Para tanto sucesso é preciso trabalhar, trabalhar e trabalhar. “Eu gosto muito
disso aqui, tanto que eu já parti para outros ramos, mas eu não consegui ficar
não”, comenta dona Vera. Apesar de ser uma vida bastante sacrificada – acordar
em plena madrugada e ainda ter que preparar a mercadoria, depois de uma noite
exaustiva de trabalho – o casal garante gostar bastante do que faz. E
consideram-se bons no que fazem! Segundo Antônio, o segredo é a simpatia e a
educação na hora de conversar com os clientes. “Tem que ser muito simpático e
educado. Já vi vendedores com bons produtos que não vendem bem porque não sabem
atender os clientes”, diz ele. Antônio acredita que um bom produto pode até ser
vendido uma vez, mas, se o cliente não for bem atendido, irá procurar outra
barraca na segunda oportunidade.

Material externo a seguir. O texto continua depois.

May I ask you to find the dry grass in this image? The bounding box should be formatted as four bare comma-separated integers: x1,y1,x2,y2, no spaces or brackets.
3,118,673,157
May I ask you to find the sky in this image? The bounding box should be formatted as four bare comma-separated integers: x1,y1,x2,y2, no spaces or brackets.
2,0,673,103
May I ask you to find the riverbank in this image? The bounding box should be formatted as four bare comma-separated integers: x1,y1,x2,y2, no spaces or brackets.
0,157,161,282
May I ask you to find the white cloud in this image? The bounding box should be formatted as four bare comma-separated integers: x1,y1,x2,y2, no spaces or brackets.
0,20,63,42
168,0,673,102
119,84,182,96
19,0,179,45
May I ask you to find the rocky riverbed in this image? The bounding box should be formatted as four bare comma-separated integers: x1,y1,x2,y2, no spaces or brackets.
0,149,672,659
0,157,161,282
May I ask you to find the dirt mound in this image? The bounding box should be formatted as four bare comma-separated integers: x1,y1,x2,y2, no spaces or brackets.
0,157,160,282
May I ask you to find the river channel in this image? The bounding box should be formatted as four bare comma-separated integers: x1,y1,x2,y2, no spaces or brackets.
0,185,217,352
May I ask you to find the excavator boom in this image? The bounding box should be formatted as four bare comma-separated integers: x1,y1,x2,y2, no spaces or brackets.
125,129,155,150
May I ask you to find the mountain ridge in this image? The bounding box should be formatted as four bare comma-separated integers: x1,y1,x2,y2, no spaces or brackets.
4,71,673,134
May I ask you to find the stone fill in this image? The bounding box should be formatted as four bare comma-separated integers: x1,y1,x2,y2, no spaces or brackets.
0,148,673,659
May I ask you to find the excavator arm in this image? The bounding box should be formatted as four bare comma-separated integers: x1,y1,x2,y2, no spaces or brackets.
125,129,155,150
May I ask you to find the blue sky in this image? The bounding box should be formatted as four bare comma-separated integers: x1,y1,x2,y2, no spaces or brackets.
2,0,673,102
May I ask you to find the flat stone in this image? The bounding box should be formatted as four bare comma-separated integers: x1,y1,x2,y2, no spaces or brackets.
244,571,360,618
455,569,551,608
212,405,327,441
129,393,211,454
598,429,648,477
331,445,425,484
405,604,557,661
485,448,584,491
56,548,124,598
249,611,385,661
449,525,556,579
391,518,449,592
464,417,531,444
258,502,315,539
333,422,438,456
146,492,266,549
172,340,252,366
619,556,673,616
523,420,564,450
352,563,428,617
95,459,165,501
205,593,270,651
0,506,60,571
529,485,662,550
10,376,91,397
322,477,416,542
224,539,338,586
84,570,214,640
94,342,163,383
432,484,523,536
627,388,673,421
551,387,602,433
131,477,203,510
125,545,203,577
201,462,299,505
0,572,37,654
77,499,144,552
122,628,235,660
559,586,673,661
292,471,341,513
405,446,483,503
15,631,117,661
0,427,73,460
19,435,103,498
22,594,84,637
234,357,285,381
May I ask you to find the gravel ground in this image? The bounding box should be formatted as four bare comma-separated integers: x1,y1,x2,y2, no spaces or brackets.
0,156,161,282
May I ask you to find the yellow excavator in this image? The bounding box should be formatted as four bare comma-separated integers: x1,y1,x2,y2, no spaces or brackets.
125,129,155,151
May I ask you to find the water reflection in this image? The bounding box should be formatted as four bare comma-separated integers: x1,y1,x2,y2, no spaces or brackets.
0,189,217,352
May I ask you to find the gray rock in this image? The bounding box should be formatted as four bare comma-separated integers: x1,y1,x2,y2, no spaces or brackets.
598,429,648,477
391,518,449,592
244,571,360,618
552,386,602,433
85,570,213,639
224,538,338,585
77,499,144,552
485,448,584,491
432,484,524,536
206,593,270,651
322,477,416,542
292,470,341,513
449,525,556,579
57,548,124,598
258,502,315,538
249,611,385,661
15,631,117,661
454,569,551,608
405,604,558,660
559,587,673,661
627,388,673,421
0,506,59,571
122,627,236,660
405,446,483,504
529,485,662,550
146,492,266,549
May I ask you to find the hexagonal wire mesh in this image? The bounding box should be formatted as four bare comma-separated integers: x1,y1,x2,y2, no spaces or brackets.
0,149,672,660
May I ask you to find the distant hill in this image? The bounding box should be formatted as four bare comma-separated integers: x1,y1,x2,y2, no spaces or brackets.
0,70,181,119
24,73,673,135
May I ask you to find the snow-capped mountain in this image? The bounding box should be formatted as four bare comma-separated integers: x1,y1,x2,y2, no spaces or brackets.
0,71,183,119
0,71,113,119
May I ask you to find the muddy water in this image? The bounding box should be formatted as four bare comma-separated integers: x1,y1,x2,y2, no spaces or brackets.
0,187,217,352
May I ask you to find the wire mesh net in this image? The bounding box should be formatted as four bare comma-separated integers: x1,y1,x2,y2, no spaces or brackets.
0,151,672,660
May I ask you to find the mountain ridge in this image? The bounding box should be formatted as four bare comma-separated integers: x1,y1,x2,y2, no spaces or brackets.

Além disso, há um tratamento diferenciado para
os fregueses mais fiéis. "Tem freguês que já virou amigo. Até ligam antes,
pedindo pra gente separar mercadoria. Fora os descontos que têm que ter, até
pra atrair cliente novo". Antônio deixou bem claro toda a paixão que tem
pelo emprego. “É um trabalho que engrandece (...) feirante gosta de ser
feirante", comenta.
Apesar da vida sacrificada, Antônio não
se imagina em outra profissão, pois ama o que faz: “Meus clientes são as coisas
mais importantes para mim depois da minha família”. O feirante fala muito do
carinho sobre as amizades nascidas em seu ambiente de trabalho, afirmando que
as feiras são especiais porque é o tipo de comércio onde o vendedor e o
consumidor possuem um grande vínculo de amizade. Depois de um dia de tanto
trabalho é hora de voltar para casa, mas engana-se quem pensa que o trabalho
acaba aqui. Logo inicia-se o ciclo novamente. Seu Antônio e Dona Vera terminam
essa feira, mas ainda têm simpatia de sobra, mais para dar do que para vender.